Why I write Crime Fiction

I’m often asked why I choose to write crime fiction. I could flip that back at people and ask them why they read crime fiction? Why spend our creative lives immersed in lies, secrets, and violence when the world already feels uncertain enough? For me, the answer is both simple and complex: crime fiction gives me a way to understand human nature, to hold a mirror to society, and to connect with readers on the deepest emotional level.

The Pull of Crime Stories

There’s something uniquely compelling about crime fiction. At its heart lies a puzzle, a mystery that needs solving. When I write, I am constantly balancing tension and release, weaving together questions, false leads, and revelations that keep both me and my readers turning pages. Crime fiction pushes me to inhabit the darkest corners of the human mind, to imagine what drives someone to cross moral lines, to commit acts most of us would never dare. And yet, in the very act of exploring the darkness, I often find moments of light: resilience, courage, and a profound hunger for justice.

For me, writing crime fiction isn’t about shock value or gore. It’s about storytelling at its most demanding. A crime novel must be carefully plotted, its twists both surprising and inevitable, its characters layered and flawed. Writing in this genre keeps me sharp, every scene has to earn its place, every clue must be planted with care. It’s a constant challenge, and I thrive on that challenge.

I also love how the characters seem to take on a life of their own. I once listened to the great Ian Rankin explaining how his characters had minds of their own and even he, as their creator, was sometimes surprised by how they drove the story. I’ve experienced this myself… let’s just say, I’m as amazed by some of their actions as you the readers are!

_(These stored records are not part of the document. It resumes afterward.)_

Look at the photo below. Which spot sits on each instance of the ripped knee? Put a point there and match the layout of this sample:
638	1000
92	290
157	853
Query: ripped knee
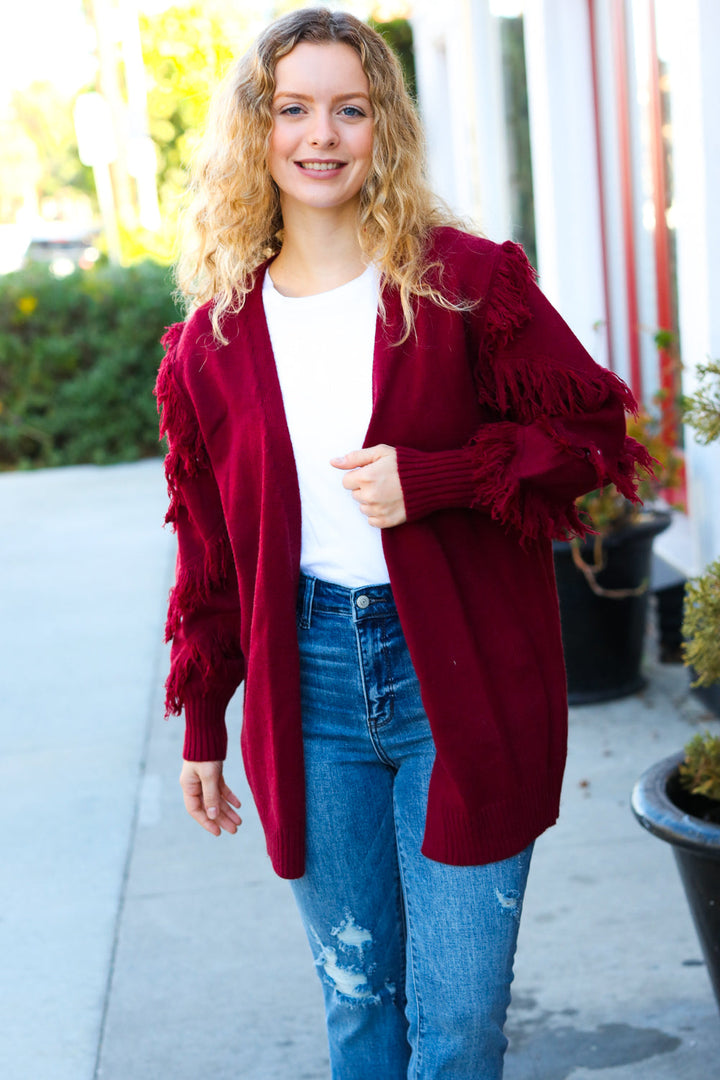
341	966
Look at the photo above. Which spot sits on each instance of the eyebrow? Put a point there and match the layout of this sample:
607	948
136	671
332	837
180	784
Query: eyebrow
336	97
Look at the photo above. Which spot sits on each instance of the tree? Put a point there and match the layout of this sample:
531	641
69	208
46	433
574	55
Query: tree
187	50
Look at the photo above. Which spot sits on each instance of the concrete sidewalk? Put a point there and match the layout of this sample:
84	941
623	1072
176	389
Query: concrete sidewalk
136	947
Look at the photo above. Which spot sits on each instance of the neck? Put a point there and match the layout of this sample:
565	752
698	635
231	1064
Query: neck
321	251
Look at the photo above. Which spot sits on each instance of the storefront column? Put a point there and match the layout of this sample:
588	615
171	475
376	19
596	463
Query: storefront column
565	172
692	35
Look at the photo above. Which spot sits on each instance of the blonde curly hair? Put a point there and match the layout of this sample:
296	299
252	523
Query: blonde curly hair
234	221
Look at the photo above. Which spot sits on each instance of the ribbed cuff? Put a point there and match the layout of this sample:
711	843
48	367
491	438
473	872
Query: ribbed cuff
435	480
205	732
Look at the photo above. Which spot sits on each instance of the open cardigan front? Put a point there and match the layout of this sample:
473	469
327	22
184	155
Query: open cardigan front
501	419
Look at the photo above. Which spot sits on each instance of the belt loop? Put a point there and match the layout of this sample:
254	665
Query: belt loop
308	595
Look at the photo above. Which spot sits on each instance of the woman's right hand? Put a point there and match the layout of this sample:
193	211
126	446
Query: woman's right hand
207	798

Holding a Mirror to Society

But crime fiction isn’t just about the mechanics of a mystery. It is, in many ways, a social commentary. Every crime committed in a story says something about the world in which it happens. Every victim, every suspect, every detective carries with them the imprint of society’s anxieties, injustices, and fears.

When I write, I’m not only asking “Who did it?” I’m also asking, “What does this say about us?” Why do we fear certain crimes more than others? How do power, privilege, and prejudice shape our ideas of guilt and innocence? In my novel Witness, for example, I explore what it means to speak up and be heard, what it means to be a woman and a mother and a partner, and what it costs to stay silent. Those are questions rooted not just in fiction, but in the world we live in every day.

For me, crime fiction becomes a safe space to wrestle with unsafe truths. It allows us to confront fear, betrayal, and injustice in the controlled space of a story, to shine a light on the shadows we might otherwise ignore.

Writing for the Reader

Of course, I don’t write in isolation. Crime fiction is nothing without its readers. One of the reasons I am drawn so powerfully to the genre is the way it pulls readers in as co-creators. When you pick up a crime novel, you are not a passive observer, you become the detective, weighing clues, questioning motives, anticipating twists. This is one of the real challenges for me; how do I make sure my work stands up to scrutiny of people who are fundamentally interested in pulling things to pieces? I hope I achieve it by making people forget that that’s what they like to do, by carrying them along in the story.

I love writing stories that invite readers to play that game with me. I want them to feel the jolt of suspense, the shiver of dread, the deep satisfaction of seeing order restored, or the lingering unease when it isn’t. I still get comments on the end of Between the Lines, and it sometimes makes me wonder if I shouldn’t have left it there, but I like that mystery. If a reader tells me my story kept them awake at night, or made them question everything they thought they knew about a character, then I feel I’ve succeeded.

Ultimately, I write crime fiction because it allows me to explore the human condition in all its complexity, the darkness and the resilience, the secrets and the truths. It grips me as a writer, and I hope it grips my readers just as tightly.

Crime fiction, at its best, isn’t simply about crime. It’s about us.